Jackson sighed. They stared at one another, as they had done before. Both wanted to speak, but no words came. Jackson glanced into the room where he had shared his soul with two sisters so very different, shared it as he had never done before or since. The room where order had finally, irrevocably come to his life. Yes, in this room had that happened. So brief in berthing, but sure and strong and permanent in its flourishing. He looked at it because he had to do so. Because he honored it and esteemed it highly, ever more so than he could have imagined he still did. Because the past was not gone, it would never be, it stood now beside him and in front of him, still in fair full bloom of womanhood, and he had stuffed away so much and he wondered now if that had been proper, if it had been perhaps too easy, too selfish . . . and here, in all her ruddy aqua splendor was not a sister, not a peer, not the wife of a friend, but the essence of all that had been so very very important to him and to his utter shock still was.

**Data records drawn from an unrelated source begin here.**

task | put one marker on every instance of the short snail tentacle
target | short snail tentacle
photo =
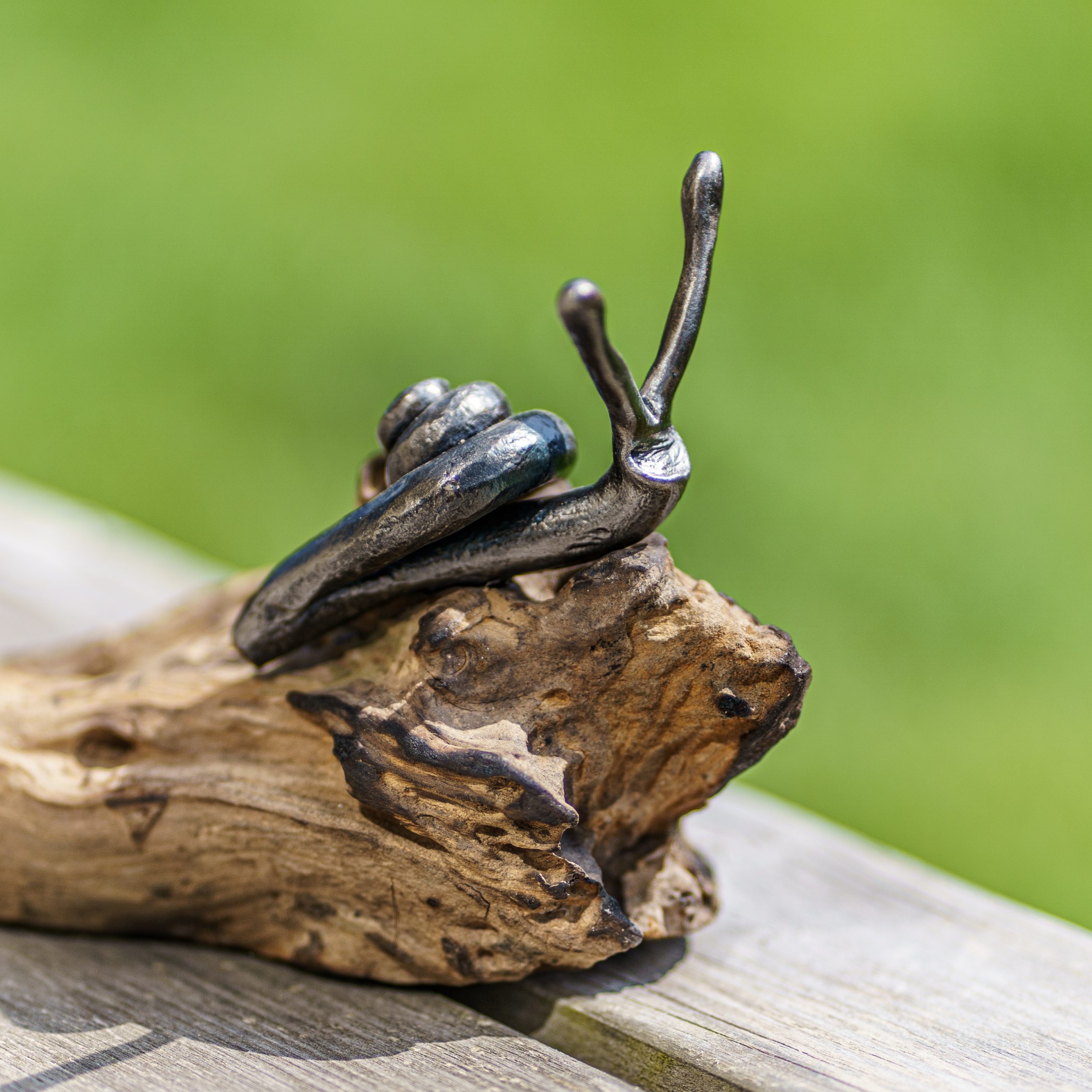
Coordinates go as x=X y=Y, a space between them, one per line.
x=458 y=462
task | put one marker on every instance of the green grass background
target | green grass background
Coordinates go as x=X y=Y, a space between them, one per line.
x=231 y=232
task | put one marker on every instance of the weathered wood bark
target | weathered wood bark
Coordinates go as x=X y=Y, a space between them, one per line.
x=509 y=768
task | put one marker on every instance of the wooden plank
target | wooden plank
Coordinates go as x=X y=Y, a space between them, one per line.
x=139 y=1016
x=68 y=572
x=834 y=964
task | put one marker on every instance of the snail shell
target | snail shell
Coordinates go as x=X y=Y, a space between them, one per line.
x=458 y=465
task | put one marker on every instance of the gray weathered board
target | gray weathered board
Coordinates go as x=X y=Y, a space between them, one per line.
x=140 y=1016
x=835 y=964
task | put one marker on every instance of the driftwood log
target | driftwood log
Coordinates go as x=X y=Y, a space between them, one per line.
x=502 y=792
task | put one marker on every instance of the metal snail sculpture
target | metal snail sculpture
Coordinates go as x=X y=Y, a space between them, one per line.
x=458 y=465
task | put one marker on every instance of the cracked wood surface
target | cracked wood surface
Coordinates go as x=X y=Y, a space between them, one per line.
x=835 y=966
x=465 y=788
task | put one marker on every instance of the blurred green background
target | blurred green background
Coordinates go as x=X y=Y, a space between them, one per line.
x=231 y=232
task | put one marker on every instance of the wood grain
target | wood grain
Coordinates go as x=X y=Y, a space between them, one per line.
x=835 y=964
x=116 y=1016
x=465 y=788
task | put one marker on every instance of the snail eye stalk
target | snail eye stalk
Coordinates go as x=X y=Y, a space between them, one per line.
x=703 y=192
x=459 y=470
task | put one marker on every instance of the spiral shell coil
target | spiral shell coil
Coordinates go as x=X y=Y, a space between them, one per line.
x=458 y=463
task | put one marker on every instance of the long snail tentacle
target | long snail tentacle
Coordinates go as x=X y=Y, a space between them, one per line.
x=457 y=465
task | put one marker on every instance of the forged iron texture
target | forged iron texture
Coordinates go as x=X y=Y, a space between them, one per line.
x=457 y=462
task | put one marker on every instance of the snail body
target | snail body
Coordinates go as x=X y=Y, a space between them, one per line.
x=457 y=465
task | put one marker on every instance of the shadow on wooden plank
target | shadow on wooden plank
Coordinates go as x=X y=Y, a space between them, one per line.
x=73 y=1006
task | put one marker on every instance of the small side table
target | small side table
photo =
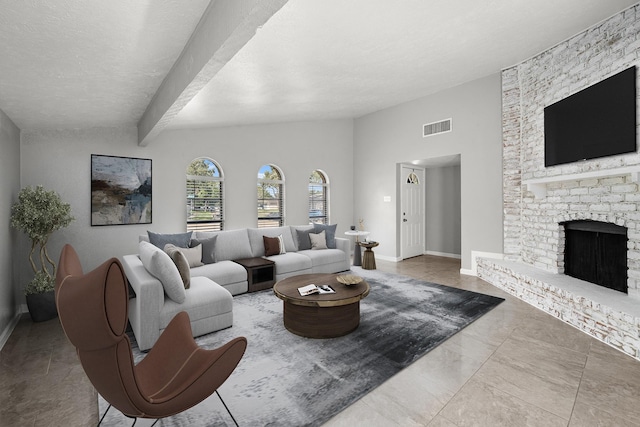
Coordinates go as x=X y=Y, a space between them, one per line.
x=357 y=254
x=369 y=259
x=260 y=272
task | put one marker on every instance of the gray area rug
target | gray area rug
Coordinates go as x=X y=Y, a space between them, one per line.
x=287 y=380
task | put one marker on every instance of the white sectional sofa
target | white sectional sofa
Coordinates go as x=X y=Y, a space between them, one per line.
x=208 y=300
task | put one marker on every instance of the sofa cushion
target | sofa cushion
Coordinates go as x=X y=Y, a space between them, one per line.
x=330 y=233
x=230 y=244
x=291 y=262
x=181 y=262
x=302 y=237
x=257 y=242
x=204 y=298
x=318 y=241
x=208 y=248
x=161 y=240
x=222 y=272
x=158 y=263
x=328 y=256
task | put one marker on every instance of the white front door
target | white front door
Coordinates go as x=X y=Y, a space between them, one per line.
x=412 y=212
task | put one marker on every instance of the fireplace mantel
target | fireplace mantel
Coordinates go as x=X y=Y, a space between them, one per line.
x=538 y=186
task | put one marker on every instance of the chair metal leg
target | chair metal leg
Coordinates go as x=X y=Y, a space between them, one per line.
x=104 y=415
x=227 y=408
x=135 y=420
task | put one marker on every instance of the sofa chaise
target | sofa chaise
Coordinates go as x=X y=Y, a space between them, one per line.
x=159 y=283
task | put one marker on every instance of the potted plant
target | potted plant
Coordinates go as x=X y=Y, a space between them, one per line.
x=38 y=213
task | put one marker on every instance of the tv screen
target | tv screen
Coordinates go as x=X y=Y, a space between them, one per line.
x=598 y=121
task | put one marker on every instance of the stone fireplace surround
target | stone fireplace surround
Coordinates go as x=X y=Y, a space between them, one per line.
x=536 y=200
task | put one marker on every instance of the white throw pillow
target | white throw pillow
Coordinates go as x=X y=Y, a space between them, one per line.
x=318 y=240
x=160 y=265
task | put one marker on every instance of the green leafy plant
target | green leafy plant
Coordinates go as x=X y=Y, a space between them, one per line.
x=39 y=284
x=38 y=213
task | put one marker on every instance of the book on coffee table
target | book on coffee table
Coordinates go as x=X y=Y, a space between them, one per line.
x=315 y=289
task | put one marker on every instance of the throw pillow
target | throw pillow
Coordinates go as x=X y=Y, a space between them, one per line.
x=331 y=233
x=159 y=265
x=318 y=240
x=180 y=260
x=161 y=240
x=273 y=245
x=193 y=254
x=303 y=239
x=208 y=248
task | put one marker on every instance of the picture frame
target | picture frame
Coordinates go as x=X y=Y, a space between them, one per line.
x=121 y=190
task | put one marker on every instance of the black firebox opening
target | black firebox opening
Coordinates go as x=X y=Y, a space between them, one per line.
x=596 y=252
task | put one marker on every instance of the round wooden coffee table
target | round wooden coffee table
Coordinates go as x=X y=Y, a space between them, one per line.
x=320 y=316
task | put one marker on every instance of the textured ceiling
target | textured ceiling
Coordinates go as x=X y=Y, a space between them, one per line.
x=91 y=63
x=88 y=63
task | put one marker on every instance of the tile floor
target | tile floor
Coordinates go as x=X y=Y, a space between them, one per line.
x=515 y=366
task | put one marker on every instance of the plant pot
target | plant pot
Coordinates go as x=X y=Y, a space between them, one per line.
x=42 y=306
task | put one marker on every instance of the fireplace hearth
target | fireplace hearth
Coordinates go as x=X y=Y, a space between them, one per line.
x=596 y=252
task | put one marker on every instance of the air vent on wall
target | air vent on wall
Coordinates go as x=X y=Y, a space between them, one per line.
x=435 y=128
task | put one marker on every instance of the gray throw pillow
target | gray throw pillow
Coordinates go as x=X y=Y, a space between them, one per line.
x=303 y=239
x=330 y=231
x=208 y=248
x=193 y=255
x=181 y=240
x=160 y=265
x=318 y=241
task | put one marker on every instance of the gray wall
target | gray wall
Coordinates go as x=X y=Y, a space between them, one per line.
x=442 y=200
x=9 y=188
x=394 y=135
x=60 y=160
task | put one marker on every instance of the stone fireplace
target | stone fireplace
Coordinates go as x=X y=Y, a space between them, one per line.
x=539 y=201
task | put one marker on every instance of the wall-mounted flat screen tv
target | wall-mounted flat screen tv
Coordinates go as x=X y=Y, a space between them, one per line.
x=598 y=121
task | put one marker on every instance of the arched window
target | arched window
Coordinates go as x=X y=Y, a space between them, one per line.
x=412 y=178
x=318 y=198
x=205 y=208
x=270 y=197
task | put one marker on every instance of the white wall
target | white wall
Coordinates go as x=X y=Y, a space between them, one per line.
x=9 y=188
x=385 y=138
x=61 y=161
x=442 y=189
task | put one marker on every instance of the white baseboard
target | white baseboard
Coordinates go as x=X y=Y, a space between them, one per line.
x=478 y=254
x=388 y=258
x=4 y=336
x=443 y=254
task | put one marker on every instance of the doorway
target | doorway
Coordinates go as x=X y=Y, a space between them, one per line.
x=429 y=207
x=412 y=211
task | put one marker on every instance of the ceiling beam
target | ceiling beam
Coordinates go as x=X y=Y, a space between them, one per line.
x=225 y=27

She saw his eyes well up and it caused hers to do the same. Oh, I did not mean for it to be this way, she thought desperately, I only wanted to share finally with him what Silverwood--
And then she was clutching him, holding him, spilling long years of dutiful well-hid tears into his strong breast. She held him as she had once, a very long time ago, dreamt he should hold her. She cradled all that the world could ever offer her with its most lovely evil allure, all that was good but not God's best, all that the ramparts of heaven in their unsearchable wisdom had thrown up between them. She held on for the years she had prayed would be but had finally trusted would not. And then, without looking him even once in the face, because she wanted greedily always to remember him with tears in his eyes--for she felt somehow, in some way, she had claim on at least some of them--she turned and ran away from him as fast as she could, down the stairs, out of the Washington College President's house, and home to her family.